Sean Peck <sp...@www.industry.net> writes:
>Does anyone happen to have a description of these algorithms?
The encoding scheme is really quite simple. First, you produce a line of
output like "begin 640 filename" where the "640" is any valid Unix-type file
protection mask (three digits, all between 0 and 7) and the "filename" is the
name of the file you want the binary data to decode into.
Then, you encode the data. You read the input binary file in chunks of 45
bytes. Each of these chunks will produce one line of uuencoded output. If
there are fewer than 45 bytes left in a file, no problem.

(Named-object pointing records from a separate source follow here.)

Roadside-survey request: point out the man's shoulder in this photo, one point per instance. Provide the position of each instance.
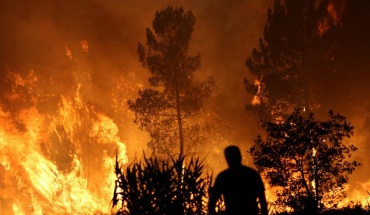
(242, 168)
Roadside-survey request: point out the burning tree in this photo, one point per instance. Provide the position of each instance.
(287, 58)
(307, 159)
(173, 98)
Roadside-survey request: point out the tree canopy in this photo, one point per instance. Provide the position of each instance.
(164, 109)
(286, 58)
(307, 159)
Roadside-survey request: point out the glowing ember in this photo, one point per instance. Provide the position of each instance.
(34, 182)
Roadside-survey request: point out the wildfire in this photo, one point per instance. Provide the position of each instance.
(59, 163)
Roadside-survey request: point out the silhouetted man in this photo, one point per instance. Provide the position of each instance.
(241, 186)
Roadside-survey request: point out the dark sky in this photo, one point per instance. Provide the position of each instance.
(38, 35)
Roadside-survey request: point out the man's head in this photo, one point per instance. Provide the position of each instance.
(233, 156)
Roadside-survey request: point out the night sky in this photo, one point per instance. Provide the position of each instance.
(92, 43)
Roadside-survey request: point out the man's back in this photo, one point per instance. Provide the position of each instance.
(240, 186)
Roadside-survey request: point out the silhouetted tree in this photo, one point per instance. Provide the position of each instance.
(307, 159)
(286, 58)
(173, 97)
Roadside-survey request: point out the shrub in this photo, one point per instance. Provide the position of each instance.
(161, 186)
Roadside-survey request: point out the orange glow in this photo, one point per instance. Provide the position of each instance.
(34, 183)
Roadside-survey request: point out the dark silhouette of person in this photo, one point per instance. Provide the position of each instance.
(241, 187)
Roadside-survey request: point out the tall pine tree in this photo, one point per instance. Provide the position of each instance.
(173, 98)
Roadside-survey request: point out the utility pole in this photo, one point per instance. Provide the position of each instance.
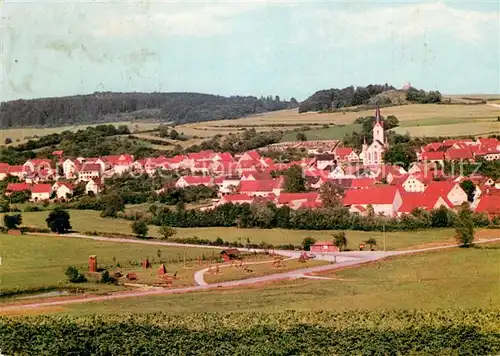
(384, 236)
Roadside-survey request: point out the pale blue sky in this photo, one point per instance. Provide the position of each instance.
(250, 48)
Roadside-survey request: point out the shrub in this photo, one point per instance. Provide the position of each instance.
(74, 276)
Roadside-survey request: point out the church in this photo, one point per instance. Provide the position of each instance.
(373, 155)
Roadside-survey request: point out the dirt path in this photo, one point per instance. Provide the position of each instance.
(344, 259)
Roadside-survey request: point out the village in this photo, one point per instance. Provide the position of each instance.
(252, 177)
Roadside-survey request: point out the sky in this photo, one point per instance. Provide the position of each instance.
(285, 48)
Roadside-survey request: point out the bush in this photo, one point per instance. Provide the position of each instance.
(12, 221)
(140, 228)
(74, 276)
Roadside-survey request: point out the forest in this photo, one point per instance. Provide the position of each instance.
(332, 99)
(113, 107)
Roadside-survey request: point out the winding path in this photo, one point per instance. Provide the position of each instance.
(343, 259)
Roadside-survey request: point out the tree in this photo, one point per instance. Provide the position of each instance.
(331, 194)
(301, 136)
(340, 240)
(74, 276)
(174, 134)
(371, 242)
(469, 188)
(307, 243)
(167, 231)
(12, 222)
(401, 154)
(464, 226)
(294, 180)
(111, 205)
(140, 228)
(59, 221)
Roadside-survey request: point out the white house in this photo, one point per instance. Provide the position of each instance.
(384, 199)
(63, 190)
(89, 171)
(93, 187)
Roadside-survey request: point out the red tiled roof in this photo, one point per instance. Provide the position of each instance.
(91, 167)
(362, 183)
(343, 151)
(286, 198)
(237, 197)
(434, 146)
(432, 156)
(41, 188)
(260, 185)
(458, 153)
(373, 195)
(17, 187)
(197, 179)
(489, 204)
(16, 169)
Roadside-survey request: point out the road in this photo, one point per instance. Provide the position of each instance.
(343, 259)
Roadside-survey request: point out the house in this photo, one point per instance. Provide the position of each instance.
(384, 199)
(413, 200)
(90, 171)
(36, 164)
(324, 160)
(255, 175)
(71, 168)
(346, 154)
(459, 154)
(323, 246)
(119, 163)
(18, 171)
(489, 204)
(17, 187)
(235, 199)
(261, 188)
(229, 184)
(41, 192)
(63, 190)
(250, 156)
(431, 156)
(229, 254)
(373, 155)
(447, 189)
(190, 181)
(93, 187)
(3, 170)
(295, 200)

The first character of each encoded line gives the number of encoded bytes on
that line. It is usually an "M", meaning 45 bytes, except for the last data
line, which is usually shorter. Each line is, actually, allowed to be between
one and 63 bytes in length, and the translation from the length to a printable
standard-ASCII character is done very simply by adding the 32 to the length
and using the ASCII character that corresponds to the resulting code. To
encode a zero, you can use either the SPACE character or the back-quote
character (`) (your choice, but the back-quote causes fewer problems) (zero
has special meaning as a length).
Then you take the data to be encoded on a line in groups of three bytes. If
there are fewer than three characters in the last byte group, then you take
the second and/or third input-byte values as being zero. You then expand each
of the 8-bit values of the three bytes into four 6-bit values, as follows:
;obyt 11111111 22222222 33333333 44444444 -- output byte numbers
;pos 76543210 76543210 76543210 76543210 -- output-byte bit positions
;byt xx111111 xx112222 xx222233 xx333333 -- input byte numbers
;bit 765432 107654 321076 543210 -- input data bit positions
This is expressed in C (with extra noise) as:
line[linepos ] = uucodeChar[ b0 >> 2 ];
line[linepos+1] = uucodeChar[ (b0&0x03)<<4 | (b1&0xF0)>>4 ];
line[linepos+2] = uucodeChar[ (b1&0x0F)<<2 | (b2&0xC0)>>6 ];
line[linepos+3] = uucodeChar[ b2 & 0x3F ];
Then you take the resulting group of four bytes and encode them into ASCII
characters like you did with the line length, and write the four resulting
characters out onto the line, in order. Repeat this for each group of
three input bytes to be put out onto one line, and then write the end-of-line
character(s).
At the end of the output, you encode a zero-length line, by spitting out a
single SPACE or back-quote character on a line, and follow that with a line
that contains only "end". That's uuencoding for you.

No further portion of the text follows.